"Bien des premiers seront les derniers et bien des derniers seront les premiers", nous dit la Bible. Est-il pour autant nécessaire de surmédiatiser les cancres devenus des petites frappes de banlieue, puis des terroristes? En une semaine, l'un de ces cancres à l'origine des attentats de vendredi dernier est devenu le terroriste dont on parle le plus depuis celui à l'origine des attentats du World Trade Center, s'il faut en croire le New-York Times. Ne serait-il pas temps de laisser ces cancres dans l'anonymat dont ils ne devraient jamais sortir? Afin d'éviter de devoir revivre dans un cycle sans fin ces attentats à grand spectacle? Quel modèle veut-on donner à nos enfants?
Une télé-réalité du terrorisme. Voilà ce à quoi j'ai l'impression d'assister depuis une semaine. Alors oui, il est temps pour moi de m'écarter très provisoirement des sujets de prédilection de ce blog.

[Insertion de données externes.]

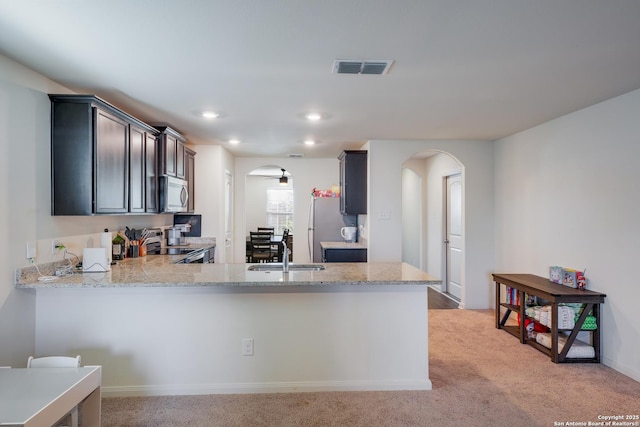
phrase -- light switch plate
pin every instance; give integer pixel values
(31, 250)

Certains diront, "Alan Spade, c'est l'exemple type de l'artiste jaloux du succès médiatique d'autrui". Il y a sans doute du vrai là-dedans, puisque après tout, écrire et vouloir être lu, c'est s'exposer à la lumière, mais qui est cet autrui? Quels sont ses mérites, en dehors d'avoir planifié une opération militaire réussie (de son point de vue), dans laquelle il a fini par sacrifier sa vie?

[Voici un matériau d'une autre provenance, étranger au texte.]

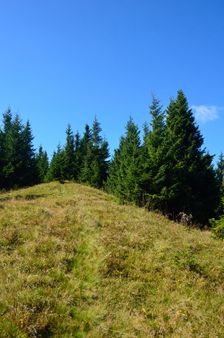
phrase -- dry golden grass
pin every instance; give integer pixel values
(74, 263)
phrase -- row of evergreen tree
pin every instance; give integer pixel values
(168, 171)
(82, 159)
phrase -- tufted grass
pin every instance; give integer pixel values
(74, 263)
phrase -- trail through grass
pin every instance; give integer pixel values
(74, 263)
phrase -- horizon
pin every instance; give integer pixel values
(68, 62)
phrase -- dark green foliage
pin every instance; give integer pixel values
(82, 159)
(153, 152)
(190, 184)
(69, 155)
(57, 165)
(18, 165)
(94, 156)
(125, 173)
(42, 164)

Lorsque les médias disent: "cela va se reproduire, c'est certain", ne peut-on y voir une prophétie auto-réalisatrice?
J'imagine les journalistes de TF1 parler en "off" du visage du cancre ennemi public n°1. "Tu as vu sa trombine? Il a une gueule super charismatique. Il faut qu'on le montre, les gens vont adorer le détester." Et ils nous l'auront montré, sa gueule. Ça oui!

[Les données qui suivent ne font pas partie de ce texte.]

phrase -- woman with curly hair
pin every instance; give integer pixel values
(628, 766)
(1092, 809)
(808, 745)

Il est temps de clamer haut et fort que les médias, en offrant à ce cancre le paradis médiatique à défaut de celui des 72 vierges, sont en train de donner naissance à des vocations.
Ils se comportent en imbéciles narcissiques et irresponsables. Mettre ce terroriste à la Une, même pour dénoncer ses actes, c'est aussi se complaire dans la contemplation d'un pouvoir médiatique collectif, au niveau international aussi bien que national. Un pouvoir morbide, en l'occurrence.
Je reconnais que j'avais réagi au moment de l'attentat de Charlie Hebdo en mettant une bannière "Je suis Charlie" sur ma page Facebook. Je me sentais proche des gens de Charlie, mon propre père ayant été dessinateur.
Là, je n'ai pas réfléchi très longtemps avant de refuser la suggestion de Facebook de mettre un drapeau français en transparence sur mon profil. Non pas que j'ai quoi que ce soit à reprocher à ce drapeau.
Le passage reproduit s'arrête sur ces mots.